El país que contiene la respiración
La sociedad boliviana vive en una burbuja de irrealidades referidas a la política, pero principalmente a la economía. Está conteniendo la respiración bajo el agua de un río que es falso porque está seco. Expliquémonos.
Gran parte de la sociedad goza de una relativa estabilidad económica. Tiene dinero en los bolsillos, y es esta circunstancia la que le hace pensar que, económicamente hablando, el país está en un buen camino, o por lo menos en uno no muy malo.
Lo que sucede es que el ser humano, por lo general, se guía más por sus necesidades materiales del momento, o de corto plazo, que por sus necesidades a futuro.
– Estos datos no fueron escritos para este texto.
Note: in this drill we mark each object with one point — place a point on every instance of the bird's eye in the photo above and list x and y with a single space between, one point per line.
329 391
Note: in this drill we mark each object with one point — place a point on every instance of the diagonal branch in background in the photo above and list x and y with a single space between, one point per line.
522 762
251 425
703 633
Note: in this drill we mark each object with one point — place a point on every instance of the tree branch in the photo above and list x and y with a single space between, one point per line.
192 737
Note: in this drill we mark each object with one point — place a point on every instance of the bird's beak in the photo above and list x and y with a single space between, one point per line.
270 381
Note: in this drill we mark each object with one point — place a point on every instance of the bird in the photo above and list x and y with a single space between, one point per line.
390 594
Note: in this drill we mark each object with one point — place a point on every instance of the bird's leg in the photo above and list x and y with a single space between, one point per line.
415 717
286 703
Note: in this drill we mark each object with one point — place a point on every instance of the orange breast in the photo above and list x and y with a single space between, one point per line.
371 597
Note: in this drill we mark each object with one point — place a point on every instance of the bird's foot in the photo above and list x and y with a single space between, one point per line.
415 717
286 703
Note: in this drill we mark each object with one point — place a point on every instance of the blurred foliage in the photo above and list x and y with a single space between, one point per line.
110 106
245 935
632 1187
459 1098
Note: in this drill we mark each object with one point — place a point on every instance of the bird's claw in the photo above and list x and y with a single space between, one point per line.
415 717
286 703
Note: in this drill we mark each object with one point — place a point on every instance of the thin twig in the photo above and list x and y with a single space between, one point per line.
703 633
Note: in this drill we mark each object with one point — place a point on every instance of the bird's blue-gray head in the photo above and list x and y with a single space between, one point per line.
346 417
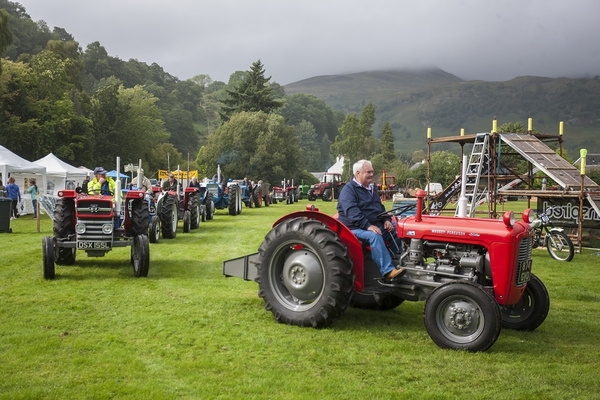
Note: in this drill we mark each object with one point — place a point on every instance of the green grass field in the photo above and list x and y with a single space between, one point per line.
187 332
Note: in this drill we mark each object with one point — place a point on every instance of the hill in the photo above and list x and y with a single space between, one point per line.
411 101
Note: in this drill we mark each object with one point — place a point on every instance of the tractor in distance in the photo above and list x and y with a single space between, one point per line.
328 188
226 196
97 223
474 274
386 186
175 205
287 192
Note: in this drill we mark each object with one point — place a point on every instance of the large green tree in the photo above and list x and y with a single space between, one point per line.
252 94
253 144
127 123
387 143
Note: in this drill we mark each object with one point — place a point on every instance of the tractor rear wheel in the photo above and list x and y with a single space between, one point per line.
64 216
304 273
196 212
461 315
48 257
531 311
210 206
187 221
168 217
375 301
139 217
154 230
140 256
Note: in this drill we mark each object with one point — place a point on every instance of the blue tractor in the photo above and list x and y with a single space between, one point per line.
223 196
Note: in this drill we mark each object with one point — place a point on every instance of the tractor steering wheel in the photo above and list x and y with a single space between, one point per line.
398 210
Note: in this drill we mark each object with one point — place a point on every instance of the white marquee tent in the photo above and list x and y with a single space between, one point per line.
60 175
21 169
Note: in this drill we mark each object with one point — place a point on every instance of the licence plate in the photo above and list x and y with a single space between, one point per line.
94 245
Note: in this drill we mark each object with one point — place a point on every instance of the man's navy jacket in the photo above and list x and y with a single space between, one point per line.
359 207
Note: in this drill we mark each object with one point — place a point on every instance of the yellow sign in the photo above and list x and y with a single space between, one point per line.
164 174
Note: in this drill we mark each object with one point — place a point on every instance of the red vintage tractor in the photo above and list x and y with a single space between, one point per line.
96 225
474 274
328 188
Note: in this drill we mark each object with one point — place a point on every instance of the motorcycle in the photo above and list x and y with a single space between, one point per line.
559 245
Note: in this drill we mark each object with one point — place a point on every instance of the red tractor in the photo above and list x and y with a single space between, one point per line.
474 274
96 224
328 188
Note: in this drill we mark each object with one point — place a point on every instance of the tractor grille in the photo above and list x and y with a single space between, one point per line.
93 231
524 262
100 209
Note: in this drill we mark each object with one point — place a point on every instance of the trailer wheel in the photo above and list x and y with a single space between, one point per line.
48 257
559 245
195 212
531 311
154 230
375 301
140 256
461 315
187 221
304 273
210 206
168 217
64 215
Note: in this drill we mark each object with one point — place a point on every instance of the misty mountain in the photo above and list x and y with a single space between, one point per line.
413 100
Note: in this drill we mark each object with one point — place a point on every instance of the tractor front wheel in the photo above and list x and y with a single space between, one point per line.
154 230
461 315
140 256
48 257
168 217
304 273
64 227
531 311
139 217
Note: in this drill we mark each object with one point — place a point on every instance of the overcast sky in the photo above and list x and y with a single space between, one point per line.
298 39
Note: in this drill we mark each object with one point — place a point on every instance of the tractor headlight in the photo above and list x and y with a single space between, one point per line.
107 229
509 219
80 228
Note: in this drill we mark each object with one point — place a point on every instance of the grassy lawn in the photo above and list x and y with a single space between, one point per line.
187 332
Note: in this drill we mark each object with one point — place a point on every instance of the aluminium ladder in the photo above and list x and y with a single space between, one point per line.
478 163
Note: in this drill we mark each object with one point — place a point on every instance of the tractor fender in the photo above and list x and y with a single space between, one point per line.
355 251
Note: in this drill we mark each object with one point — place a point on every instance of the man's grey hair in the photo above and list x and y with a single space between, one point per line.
359 165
Así, la realidad del pan y la leche en la mesa de las personas pesa más que la necesidad de la justicia y los derechos humanos, conceptos que no se pueden comer ni degustar y que, por tanto, a pesar de que estén en la consciencia ciudadana, no tienen la relevancia del pan y la leche.
Entonces, lo que tenemos que hacer es advertir a la población que, aunque aparentemente estamos bien, las perspectivas económicas a futuro son terriblemente catastróficas. Y también hay que entender que importan, y mucho, la situación de la democracia, la justicia, la calidad de educación que están recibiendo nuestros niños y jóvenes y el Estado de derecho.
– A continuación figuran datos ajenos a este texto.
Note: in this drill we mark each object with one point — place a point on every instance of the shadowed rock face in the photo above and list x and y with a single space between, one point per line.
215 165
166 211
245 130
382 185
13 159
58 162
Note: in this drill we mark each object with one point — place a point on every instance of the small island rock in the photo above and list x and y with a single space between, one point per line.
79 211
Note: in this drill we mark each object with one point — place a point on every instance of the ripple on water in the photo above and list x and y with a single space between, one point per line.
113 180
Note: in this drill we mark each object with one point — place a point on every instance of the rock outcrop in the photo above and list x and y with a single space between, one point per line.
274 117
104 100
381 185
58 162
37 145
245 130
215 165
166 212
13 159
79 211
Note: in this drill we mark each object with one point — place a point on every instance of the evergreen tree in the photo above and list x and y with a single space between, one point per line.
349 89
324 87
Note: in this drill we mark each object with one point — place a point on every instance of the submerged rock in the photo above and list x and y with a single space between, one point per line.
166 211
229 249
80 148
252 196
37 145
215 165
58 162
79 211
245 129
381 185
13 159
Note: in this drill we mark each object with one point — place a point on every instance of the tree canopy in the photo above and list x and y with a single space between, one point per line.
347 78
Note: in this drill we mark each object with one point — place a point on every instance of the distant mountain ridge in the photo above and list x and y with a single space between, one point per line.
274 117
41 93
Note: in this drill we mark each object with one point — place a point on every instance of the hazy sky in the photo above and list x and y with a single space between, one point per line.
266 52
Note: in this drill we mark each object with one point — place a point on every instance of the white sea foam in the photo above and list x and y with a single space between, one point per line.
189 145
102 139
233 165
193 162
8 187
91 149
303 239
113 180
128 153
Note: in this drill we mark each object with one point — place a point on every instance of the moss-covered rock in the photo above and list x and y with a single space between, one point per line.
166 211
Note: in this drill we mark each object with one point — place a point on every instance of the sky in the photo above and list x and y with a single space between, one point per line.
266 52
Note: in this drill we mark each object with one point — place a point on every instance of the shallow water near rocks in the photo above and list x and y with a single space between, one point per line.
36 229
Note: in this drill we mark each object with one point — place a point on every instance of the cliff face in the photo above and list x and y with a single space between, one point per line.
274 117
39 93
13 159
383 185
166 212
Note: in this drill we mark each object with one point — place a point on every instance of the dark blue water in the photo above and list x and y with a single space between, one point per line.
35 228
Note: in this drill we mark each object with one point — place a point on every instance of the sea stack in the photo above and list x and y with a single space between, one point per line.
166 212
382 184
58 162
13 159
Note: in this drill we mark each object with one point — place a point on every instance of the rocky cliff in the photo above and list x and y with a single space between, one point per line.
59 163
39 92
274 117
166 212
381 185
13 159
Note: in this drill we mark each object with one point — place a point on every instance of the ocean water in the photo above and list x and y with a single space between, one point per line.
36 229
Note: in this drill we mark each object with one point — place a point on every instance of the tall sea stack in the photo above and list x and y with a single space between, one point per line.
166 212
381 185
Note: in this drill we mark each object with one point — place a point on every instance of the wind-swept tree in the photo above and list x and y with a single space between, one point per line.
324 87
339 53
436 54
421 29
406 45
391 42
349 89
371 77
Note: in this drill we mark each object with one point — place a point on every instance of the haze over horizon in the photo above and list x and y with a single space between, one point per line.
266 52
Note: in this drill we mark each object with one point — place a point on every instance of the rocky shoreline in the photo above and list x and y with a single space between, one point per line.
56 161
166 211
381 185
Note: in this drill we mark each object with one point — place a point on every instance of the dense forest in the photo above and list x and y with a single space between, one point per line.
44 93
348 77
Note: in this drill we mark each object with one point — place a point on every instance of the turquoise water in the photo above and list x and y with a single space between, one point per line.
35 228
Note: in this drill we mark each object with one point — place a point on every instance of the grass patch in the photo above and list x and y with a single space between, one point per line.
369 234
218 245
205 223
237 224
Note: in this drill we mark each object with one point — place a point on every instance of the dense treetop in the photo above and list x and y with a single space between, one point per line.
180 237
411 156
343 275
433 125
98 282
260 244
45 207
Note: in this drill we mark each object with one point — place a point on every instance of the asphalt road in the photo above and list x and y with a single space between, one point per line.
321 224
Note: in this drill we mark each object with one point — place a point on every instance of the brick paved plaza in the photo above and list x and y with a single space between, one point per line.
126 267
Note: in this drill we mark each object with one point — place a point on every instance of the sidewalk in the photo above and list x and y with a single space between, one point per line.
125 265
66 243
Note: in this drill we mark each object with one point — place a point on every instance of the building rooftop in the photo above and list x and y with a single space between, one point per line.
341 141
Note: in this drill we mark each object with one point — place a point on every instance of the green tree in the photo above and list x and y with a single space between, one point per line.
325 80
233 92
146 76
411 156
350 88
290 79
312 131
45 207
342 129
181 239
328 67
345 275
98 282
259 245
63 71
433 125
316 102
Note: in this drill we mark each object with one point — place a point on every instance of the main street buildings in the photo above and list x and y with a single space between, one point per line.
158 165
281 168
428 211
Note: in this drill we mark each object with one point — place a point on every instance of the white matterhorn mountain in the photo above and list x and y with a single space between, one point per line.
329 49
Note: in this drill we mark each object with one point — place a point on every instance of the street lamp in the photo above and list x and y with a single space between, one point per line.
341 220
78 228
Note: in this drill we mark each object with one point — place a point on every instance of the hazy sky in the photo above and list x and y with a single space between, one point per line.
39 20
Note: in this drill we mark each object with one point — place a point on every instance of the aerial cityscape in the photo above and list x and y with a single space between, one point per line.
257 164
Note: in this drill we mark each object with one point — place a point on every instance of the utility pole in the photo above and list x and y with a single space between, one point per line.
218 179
Sólo hay dos opciones claras: la corrupción y el progresivo desmoronamiento del Estado, por un lado, y la renovación de la política y el saneamiento de la democracia y la institucionalidad, por el otro.
No habrá ni izquierda ni derecha, y quien esgrima ese discurso maniqueo caerá en la falsedad. Si hay dialéctica dual, no será otra que la del bien y del mal. Porque el gobierno del MAS, al igual que el de Maduro, ya no puede ser llamado socialista, sino solamente cúpula de personas que dejaron de lado el proyecto por el poder.